Australian ranching is not foreign to American ranching. The best book on the subject that I have found is Pastures New, by R. V. Billis and A. S. Kenyon, London, 1930.

BARNARD, EVAN G. ("Parson"). A Rider of the Cherokee Strip, Houghton Mifflin, Boston, 1936. Savory with little incidents and cowboy humor. OP.

BARNES, WILL C. Tales from the X-Bar Horse Camp, Chicago, 1920. OP. Good simple narratives. Apaches and Longhorns, Los Angeles, 1941. Autobiography. OP. Western Grazing Grounds and Forest Ranges, Chicago, 1913. OP. Governmentally factual. Barnes was in the U.S. Forest Service and was informed.

BARROWS, JOHN R. Ubet, Caldwell, Idaho, 1934. Excellent on Northwest; autobiographical. OP.
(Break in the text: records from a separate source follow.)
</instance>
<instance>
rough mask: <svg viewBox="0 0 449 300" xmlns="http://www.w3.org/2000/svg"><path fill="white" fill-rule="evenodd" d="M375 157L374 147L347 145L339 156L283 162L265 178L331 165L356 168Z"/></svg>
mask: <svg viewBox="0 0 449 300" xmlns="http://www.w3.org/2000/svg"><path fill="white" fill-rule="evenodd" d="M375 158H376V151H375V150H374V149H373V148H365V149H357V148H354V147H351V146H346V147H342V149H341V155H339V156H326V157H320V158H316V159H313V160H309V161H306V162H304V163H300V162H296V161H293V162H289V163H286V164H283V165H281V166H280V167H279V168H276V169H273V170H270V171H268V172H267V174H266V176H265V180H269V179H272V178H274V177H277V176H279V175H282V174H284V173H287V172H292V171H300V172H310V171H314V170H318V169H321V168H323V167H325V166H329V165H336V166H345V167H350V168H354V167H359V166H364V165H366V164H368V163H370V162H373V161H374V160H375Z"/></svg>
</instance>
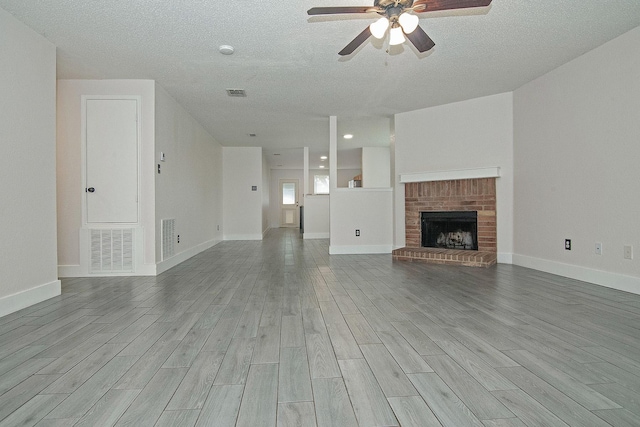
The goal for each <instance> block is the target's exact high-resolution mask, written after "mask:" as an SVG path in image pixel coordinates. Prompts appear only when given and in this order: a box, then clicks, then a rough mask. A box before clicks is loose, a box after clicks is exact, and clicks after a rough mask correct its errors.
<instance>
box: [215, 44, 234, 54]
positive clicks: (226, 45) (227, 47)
mask: <svg viewBox="0 0 640 427" xmlns="http://www.w3.org/2000/svg"><path fill="white" fill-rule="evenodd" d="M218 50H219V52H220V53H221V54H223V55H233V52H234V50H235V49H234V48H233V46H229V45H228V44H223V45H222V46H220V47H219V48H218Z"/></svg>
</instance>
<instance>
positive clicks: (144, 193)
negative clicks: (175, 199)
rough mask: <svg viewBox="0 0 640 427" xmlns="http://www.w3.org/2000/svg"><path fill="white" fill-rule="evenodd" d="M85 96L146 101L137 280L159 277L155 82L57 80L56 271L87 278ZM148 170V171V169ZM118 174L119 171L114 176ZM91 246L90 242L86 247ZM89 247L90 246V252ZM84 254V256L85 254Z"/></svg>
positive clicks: (141, 148)
mask: <svg viewBox="0 0 640 427" xmlns="http://www.w3.org/2000/svg"><path fill="white" fill-rule="evenodd" d="M83 95H106V96H114V95H127V96H128V95H135V96H139V97H140V98H141V101H142V106H141V111H142V117H140V118H139V120H140V127H141V140H140V141H139V144H140V147H141V150H140V153H141V162H140V164H141V165H142V167H141V169H140V170H139V178H140V199H139V204H140V212H141V216H140V220H139V225H140V227H142V233H143V236H142V238H141V239H140V241H141V242H142V246H143V248H136V252H138V251H140V250H142V257H141V264H139V265H137V266H136V273H137V274H151V275H153V274H155V271H156V250H155V165H156V163H157V162H156V156H155V148H154V147H155V82H154V81H153V80H58V97H57V142H56V145H57V178H58V186H57V189H58V193H57V195H58V266H59V273H60V275H61V276H62V277H72V276H85V275H87V274H88V271H89V266H88V251H87V254H85V253H82V254H81V253H80V252H81V248H82V247H85V246H83V245H81V242H80V239H81V236H83V238H84V237H86V236H84V235H83V234H82V230H83V229H86V227H85V226H84V224H83V221H84V219H83V218H82V203H83V201H84V183H83V177H82V165H83V162H84V159H83V158H82V150H83V149H82V143H83V141H82V102H81V97H82V96H83ZM145 166H146V167H145ZM114 173H117V171H114ZM84 245H88V242H84ZM87 247H88V246H87ZM83 252H84V251H83Z"/></svg>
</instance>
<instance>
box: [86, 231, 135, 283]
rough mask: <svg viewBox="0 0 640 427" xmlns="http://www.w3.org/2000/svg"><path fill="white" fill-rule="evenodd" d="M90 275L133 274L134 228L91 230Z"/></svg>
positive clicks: (134, 256)
mask: <svg viewBox="0 0 640 427" xmlns="http://www.w3.org/2000/svg"><path fill="white" fill-rule="evenodd" d="M90 236H91V260H90V266H89V272H90V273H133V272H134V267H135V266H134V259H135V256H134V245H133V241H134V230H133V228H117V229H105V228H100V229H91V233H90Z"/></svg>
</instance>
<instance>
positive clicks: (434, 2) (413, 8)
mask: <svg viewBox="0 0 640 427" xmlns="http://www.w3.org/2000/svg"><path fill="white" fill-rule="evenodd" d="M490 4H491V0H416V1H414V2H413V6H412V7H413V9H414V11H415V12H418V13H423V12H434V11H437V10H449V9H465V8H468V7H485V6H489V5H490Z"/></svg>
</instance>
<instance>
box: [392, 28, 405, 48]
mask: <svg viewBox="0 0 640 427" xmlns="http://www.w3.org/2000/svg"><path fill="white" fill-rule="evenodd" d="M405 40H406V39H405V38H404V34H403V33H402V28H400V27H399V26H398V27H395V28H392V29H391V30H390V31H389V45H391V46H395V45H399V44H402V43H404V42H405Z"/></svg>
BECHDOLT, FREDERICK R. Tales of the Old Timers, New York, 1924. Vivid, economical stories of "The Warriors of the Pecos" (Billy the Kid and the troubles on John Chisum's ranch-empire), of Butch Cassidy and his Wild Bunch in their Wyoming hide-outs, of the way frontier Texans fought Mexicans and Comanches over the open ranges. Research clogs the style of many historians; perhaps it is just as well that Bechdolt did not search more extensively into the arcana of footnotes. OP.

BOATRIGHT, MODY C. Tall Tales from Texas Cow Camps, Dallas, 1934. The tales are tall all right and true to cows that never saw a milk bucket. OP. Reprinted 1946 by Haldeman-Julius, Girard, Kansas.
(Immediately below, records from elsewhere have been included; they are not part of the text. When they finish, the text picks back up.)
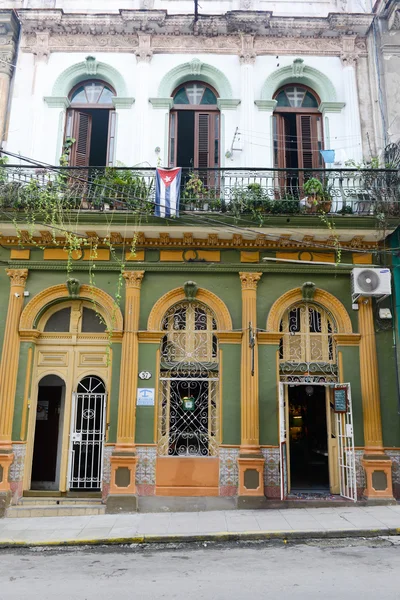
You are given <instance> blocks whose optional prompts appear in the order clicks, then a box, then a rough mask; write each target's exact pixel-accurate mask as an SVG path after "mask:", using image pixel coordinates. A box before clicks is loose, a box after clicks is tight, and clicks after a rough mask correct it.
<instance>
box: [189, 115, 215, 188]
mask: <svg viewBox="0 0 400 600" xmlns="http://www.w3.org/2000/svg"><path fill="white" fill-rule="evenodd" d="M194 145H195V153H194V167H195V168H196V169H199V174H200V177H201V178H202V179H203V181H204V183H205V185H208V186H214V185H215V175H214V173H213V172H209V171H207V169H209V168H213V167H218V166H219V113H216V112H196V113H195V135H194ZM202 169H204V170H203V171H202Z"/></svg>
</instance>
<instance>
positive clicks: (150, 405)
mask: <svg viewBox="0 0 400 600" xmlns="http://www.w3.org/2000/svg"><path fill="white" fill-rule="evenodd" d="M136 405H137V406H154V388H138V391H137V399H136Z"/></svg>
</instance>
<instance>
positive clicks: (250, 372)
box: [238, 273, 265, 496]
mask: <svg viewBox="0 0 400 600" xmlns="http://www.w3.org/2000/svg"><path fill="white" fill-rule="evenodd" d="M261 275H262V273H239V276H240V281H241V284H242V330H243V337H242V353H241V385H240V388H241V389H240V393H241V443H240V456H239V459H238V463H239V496H264V483H263V470H264V462H265V461H264V458H263V456H262V454H261V449H260V439H259V438H260V426H259V409H258V345H257V335H256V328H257V284H258V282H259V280H260V278H261ZM250 326H251V327H252V330H253V333H254V339H253V342H252V343H251V340H250V330H249V328H250ZM252 346H254V348H252Z"/></svg>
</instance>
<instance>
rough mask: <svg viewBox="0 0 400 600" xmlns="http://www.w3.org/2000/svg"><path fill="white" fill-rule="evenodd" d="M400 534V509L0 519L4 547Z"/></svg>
mask: <svg viewBox="0 0 400 600" xmlns="http://www.w3.org/2000/svg"><path fill="white" fill-rule="evenodd" d="M399 534H400V505H395V506H374V507H356V506H354V507H353V506H351V507H343V508H339V507H327V508H298V509H283V510H246V511H235V510H232V511H218V512H217V511H212V512H190V513H189V512H186V513H185V512H179V513H135V514H123V515H87V516H77V517H40V518H36V519H35V518H17V519H1V520H0V547H2V546H8V547H9V546H21V545H29V546H34V545H63V544H68V545H76V544H101V543H102V544H103V543H105V544H112V543H114V544H116V543H120V544H122V543H129V544H131V543H152V542H154V543H155V542H157V543H163V542H185V541H206V540H209V541H223V540H230V539H231V540H238V539H241V540H251V539H266V540H267V539H286V538H288V539H290V538H296V539H299V538H300V539H302V538H304V539H306V538H321V537H324V538H326V537H350V536H351V537H354V536H363V537H375V536H378V535H399Z"/></svg>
BOREIN, EDWARD. Etchings of the West, edited by Edward S. Spaulding, Santa Barbara, California, 1950. OP. A very handsome folio; primarily a reproduction of sketches, many of which are on range subjects. Ed Borein tells more in them than hundreds of windbags have told in tens of thousands of pages. They are beautiful and authentic, even if they are what post-impressionists call "documentary." Believers in the True Faith say now that Leonardo da Vinci is documentary in his painting of the Lord's Supper. Ed Borein was a great friend of Charlie Russell's but not an imitator. Etchings of the West will soon be among the rarities of Western books.
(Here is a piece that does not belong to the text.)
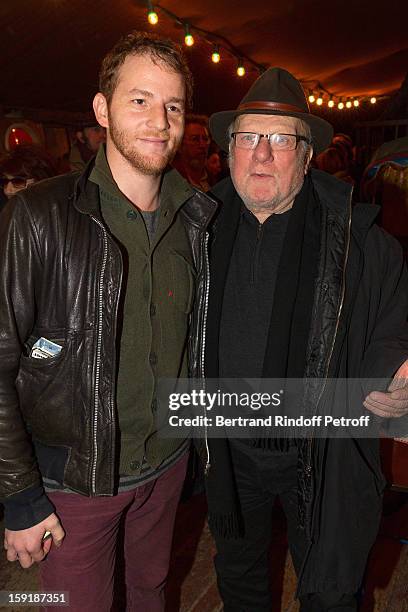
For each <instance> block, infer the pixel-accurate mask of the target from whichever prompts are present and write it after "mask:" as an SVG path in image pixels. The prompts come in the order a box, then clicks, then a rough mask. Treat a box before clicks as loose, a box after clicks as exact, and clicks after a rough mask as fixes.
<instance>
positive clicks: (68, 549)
mask: <svg viewBox="0 0 408 612" xmlns="http://www.w3.org/2000/svg"><path fill="white" fill-rule="evenodd" d="M187 457H188V454H186V455H184V456H183V457H182V458H181V459H180V460H179V461H178V462H177V463H176V464H175V465H174V466H173V467H171V468H170V469H169V470H167V471H166V472H165V473H164V474H163V475H161V476H160V477H159V478H157V479H156V480H154V481H151V482H149V483H147V484H145V485H142V486H140V487H138V488H137V489H134V490H133V491H130V492H126V493H119V494H118V495H116V496H114V497H93V498H89V497H84V496H82V495H76V494H69V493H58V492H57V493H50V494H49V498H50V499H51V501H52V502H53V503H54V504H55V507H56V511H57V514H58V516H59V518H60V521H61V523H62V526H63V527H64V529H65V534H66V535H65V538H64V541H63V543H62V546H61V547H60V548H59V549H57V548H55V547H52V548H51V551H50V552H49V554H48V556H47V557H46V559H45V560H44V561H43V562H41V563H40V564H39V566H40V575H41V582H42V589H43V590H48V591H68V592H69V601H70V605H69V610H70V612H80V611H81V612H85V611H86V612H109V611H110V609H111V606H112V600H113V582H114V570H115V556H116V547H117V540H118V530H119V524H120V522H121V519H122V521H123V520H124V547H125V548H124V558H125V578H126V596H127V610H129V611H132V612H141V611H143V612H163V610H164V592H163V590H164V586H165V583H166V578H167V573H168V567H169V559H170V550H171V543H172V536H173V527H174V520H175V515H176V510H177V505H178V501H179V498H180V493H181V489H182V485H183V482H184V478H185V473H186V467H187ZM44 609H45V610H50V611H51V610H54V609H55V608H44Z"/></svg>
BOWER, B. M. Chip of the Flying U, New York, 1904. Charles Russell illustrated this and three other Bower novels. Contrary to his denial, he is supposed to have been the prototype for Chip. A long time ago I read Chit of the Flying U and The Lure of the Dim Trails and thought them as good as Eugene Manlove Rhodes's stories. That they have faded almost completely out of memory is a commentary on my memory; just the same, a character as well named as Chip should, if he have substance beyond his name, leave an impression even on weak memories. B. M. Bower was a woman, Bower being the name of her first husband. A Montana cowpuncher named "Fiddle Back" Sinclair was her second, and Robert Ellsworth Cowan became the third. Under the name of Bud Cowan he published a book of reminiscences entitled Range Rider (Garden City, N. Y., 1930). B. M. Bower wrote a slight introduction to it; neither he nor she says anything about being married to the other. In the best of her fiction she is truer to life than he is in a good part of his nonfiction. Her chaste English is partly explained in an autobiographic note contributed to Adventure magazine, December 10, 1924. Her restless father had moved the family from Minnesota to Montana. There, she wrote, he "taught me music and how to draw plans of houses (he was an architect among other things) and to read Paradise Lost and Dante and H. Rider Haggard and the Bible and the Constitution—and my taste has been extremely catholic ever since."

BRANCH, E. DOUGLAS. The Cowboy and His Interpreters, New York, 1926. Useful bibliography on range matters, and excellent criticism of two kinds of fiction writers. OP.

BRATT, JOHN. Trails of Yesterday, Chicago, 1921. John Bratt, twenty-two years old, came to America from England in 1864, went west, and by 1870 was ranching on the Platte. He became a big operator, but his reminiscences, beautifully printed, are stronger on camp cooks and other hired hands than on cattle "kings." Nobody ever heard a cowman call himself or another cowman a king. "Cattle king" is journalese.